Post 57.

In my work, I read about it all the time. Women go into politics less than men, and do less well, because of their unequal family responsibilities. Women’s careers bear the cost of these responsibilities, in terms of both their choice of job and their ability to advance there. Women struggle to fulfill their roles at work while also putting out more labour hours than men at home. It’s the story of many women who work, virtually everywhere in the world, both in the past and now.

It’s one thing to read about it and another to negotiate it. People, not just partners, expect women to put their children first, regardless of the cost to their careers, as if women don’t have an equal right to do well in their job while also having a family. I swear, men can both put in the time necessary and count on someone else handling it at home so that they can do better for themselves and as breadwinners.
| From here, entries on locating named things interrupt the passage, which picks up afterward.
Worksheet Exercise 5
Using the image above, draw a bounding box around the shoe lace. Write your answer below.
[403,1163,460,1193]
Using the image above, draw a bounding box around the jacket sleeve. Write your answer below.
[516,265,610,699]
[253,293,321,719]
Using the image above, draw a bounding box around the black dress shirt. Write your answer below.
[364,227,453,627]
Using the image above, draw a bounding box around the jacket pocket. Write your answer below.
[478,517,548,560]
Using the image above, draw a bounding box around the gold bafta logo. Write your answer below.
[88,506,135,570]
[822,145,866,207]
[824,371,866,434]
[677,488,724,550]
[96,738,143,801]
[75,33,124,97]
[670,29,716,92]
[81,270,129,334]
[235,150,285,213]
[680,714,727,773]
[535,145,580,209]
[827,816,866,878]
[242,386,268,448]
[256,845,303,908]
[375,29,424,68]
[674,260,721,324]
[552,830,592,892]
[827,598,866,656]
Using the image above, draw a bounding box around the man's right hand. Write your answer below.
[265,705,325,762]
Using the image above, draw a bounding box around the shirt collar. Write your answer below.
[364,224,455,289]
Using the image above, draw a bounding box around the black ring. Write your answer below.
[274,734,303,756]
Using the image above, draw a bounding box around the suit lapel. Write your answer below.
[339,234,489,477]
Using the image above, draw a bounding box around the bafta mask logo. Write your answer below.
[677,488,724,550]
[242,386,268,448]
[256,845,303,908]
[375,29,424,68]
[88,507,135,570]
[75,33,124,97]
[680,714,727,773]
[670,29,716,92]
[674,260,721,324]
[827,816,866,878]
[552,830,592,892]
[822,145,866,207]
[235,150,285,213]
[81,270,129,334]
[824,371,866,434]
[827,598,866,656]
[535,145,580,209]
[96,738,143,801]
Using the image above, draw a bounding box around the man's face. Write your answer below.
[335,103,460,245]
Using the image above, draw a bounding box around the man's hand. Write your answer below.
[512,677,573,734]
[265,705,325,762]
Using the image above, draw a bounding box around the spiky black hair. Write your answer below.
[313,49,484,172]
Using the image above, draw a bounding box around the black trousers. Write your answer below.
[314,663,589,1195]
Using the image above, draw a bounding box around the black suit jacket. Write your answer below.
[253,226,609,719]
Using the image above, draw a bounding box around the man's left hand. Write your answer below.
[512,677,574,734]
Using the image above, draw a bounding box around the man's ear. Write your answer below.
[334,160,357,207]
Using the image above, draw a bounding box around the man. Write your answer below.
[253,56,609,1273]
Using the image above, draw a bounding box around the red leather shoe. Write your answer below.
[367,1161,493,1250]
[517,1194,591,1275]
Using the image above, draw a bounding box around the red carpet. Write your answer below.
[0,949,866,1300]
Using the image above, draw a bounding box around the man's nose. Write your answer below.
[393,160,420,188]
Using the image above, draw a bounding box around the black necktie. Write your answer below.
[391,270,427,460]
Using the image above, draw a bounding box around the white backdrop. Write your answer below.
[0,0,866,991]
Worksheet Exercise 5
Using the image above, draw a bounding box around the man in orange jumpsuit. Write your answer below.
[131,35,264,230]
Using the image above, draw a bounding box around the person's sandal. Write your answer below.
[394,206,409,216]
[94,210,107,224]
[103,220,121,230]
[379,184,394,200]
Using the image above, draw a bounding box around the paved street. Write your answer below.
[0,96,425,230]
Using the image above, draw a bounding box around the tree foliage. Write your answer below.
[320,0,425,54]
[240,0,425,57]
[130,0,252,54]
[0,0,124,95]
Do men have the career-family conflicts and dilemmas so often experienced by women? Do men go into parenthood expecting to do an unequal amount of child or family care in addition to their full time jobs? Do men in vast numbers decide that their careers are just going to have to suffer for a few years because they’ve become new dads? Do they choose careers that would allow them to work, father and stay sane?

There might be some out there, but they simply don’t match the numbers of women globally. Of course, paternity provisions that allow men to take time from work without loss of pay or status would make a huge difference. So would making the work of caring not seem like a detraction from the real, paid work of the public sphere…you know, something you can’t put on your CV.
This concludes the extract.